Powered By Blogger

About Me

Retired chief investment officer and former NYSE firm partner with 50 plus years experience in field as analyst / economist, portfolio manager / trader, and CIO who has superb track record with multi $billion equities and fixed income portfolios. Advanced degrees, CFA. Having done much professional writing as a young guy, I now have a cryptic style. 40 years down on and around The Street confirms: CAVEAT EMPTOR IN SPADES !!!

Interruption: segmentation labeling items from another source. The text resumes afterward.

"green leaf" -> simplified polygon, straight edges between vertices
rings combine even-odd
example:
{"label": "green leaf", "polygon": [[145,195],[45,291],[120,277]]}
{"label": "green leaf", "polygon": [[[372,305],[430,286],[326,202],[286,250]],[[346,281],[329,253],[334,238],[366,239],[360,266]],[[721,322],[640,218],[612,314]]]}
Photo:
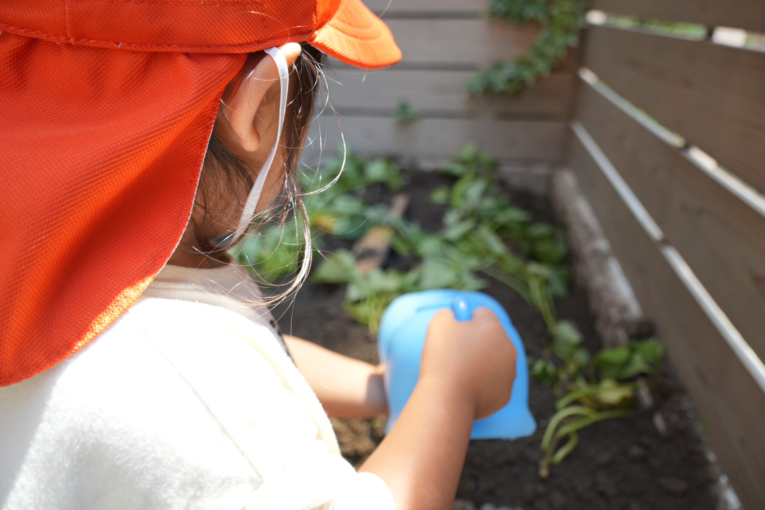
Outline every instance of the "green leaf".
{"label": "green leaf", "polygon": [[412,121],[418,119],[419,116],[419,110],[410,106],[409,103],[406,101],[400,102],[396,107],[396,111],[393,112],[393,119],[399,124],[409,124]]}
{"label": "green leaf", "polygon": [[444,205],[449,203],[449,187],[439,186],[431,192],[429,197],[431,203]]}
{"label": "green leaf", "polygon": [[595,362],[601,365],[620,366],[626,363],[632,355],[632,349],[627,346],[610,347],[600,351],[595,356]]}
{"label": "green leaf", "polygon": [[353,254],[341,249],[328,254],[314,271],[312,278],[317,283],[344,284],[353,280],[355,271]]}
{"label": "green leaf", "polygon": [[448,265],[434,259],[422,263],[420,287],[423,290],[452,287],[457,281],[457,272]]}
{"label": "green leaf", "polygon": [[619,385],[614,379],[604,379],[594,397],[604,405],[616,407],[628,404],[633,394],[634,390],[630,386]]}
{"label": "green leaf", "polygon": [[561,359],[570,362],[576,356],[582,334],[572,323],[558,320],[552,336],[552,352]]}

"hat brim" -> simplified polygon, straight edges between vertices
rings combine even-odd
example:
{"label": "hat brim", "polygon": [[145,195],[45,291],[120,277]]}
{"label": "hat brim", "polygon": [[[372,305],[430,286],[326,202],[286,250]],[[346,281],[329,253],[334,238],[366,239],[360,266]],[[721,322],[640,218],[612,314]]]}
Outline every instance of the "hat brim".
{"label": "hat brim", "polygon": [[340,0],[335,15],[308,42],[362,69],[380,69],[401,60],[390,29],[360,0]]}

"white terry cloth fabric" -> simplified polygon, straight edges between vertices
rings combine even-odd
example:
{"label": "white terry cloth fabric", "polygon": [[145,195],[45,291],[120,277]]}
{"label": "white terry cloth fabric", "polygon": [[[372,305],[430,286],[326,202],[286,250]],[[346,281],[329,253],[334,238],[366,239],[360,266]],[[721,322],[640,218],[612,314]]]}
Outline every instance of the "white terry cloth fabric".
{"label": "white terry cloth fabric", "polygon": [[0,508],[394,508],[242,278],[167,266],[79,352],[0,388]]}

Friday, September 16, 2011

Profits Indicators

As the economic recovery has proceeded, quarterly profits progression hit its first inflection
point in mid 2010, following a spectacular initial rebound. Since then quarterly profits have
progressed at a powerful 15% annual rate as stronger top line growth and continuing tight
cost controls have held sway. My profits indicators through Aug. this year now suggest a
moderation of volume growth is underway but that increased pricing power has been making
up some of the momentum lost from smaller volume growth. In fact, the pricing has been
"sticky" despite the loss of volume growth momentum. Now, there is a significant differential
which has opened between the pricing of primary processors such as the oil companies
and that of intermediary goods and services providers such as food processors and a number of
manufacturers. So, the advance in pricing power means earnings fillips for early stage guys
and higher costs for most other companies. Thus, there may be some erosion to the aggregate
profit margin ahead, as more companies struggle to pass on higher costs. The banking sector
looks set to show another sizable gain in operating earnings as the loan reserve has dropped
a large $46 bil. or 17% from year ago levels.

On balance, the indicators suggest that earnings progression continues fairly strong in the
near term although the % of companies showing strong comparison reports may start to
tail off. Also, when pricing power becomes a stronger factor to earnings as it is now, the
p/e multiple for the entire market can often contract in view of the higher inflation.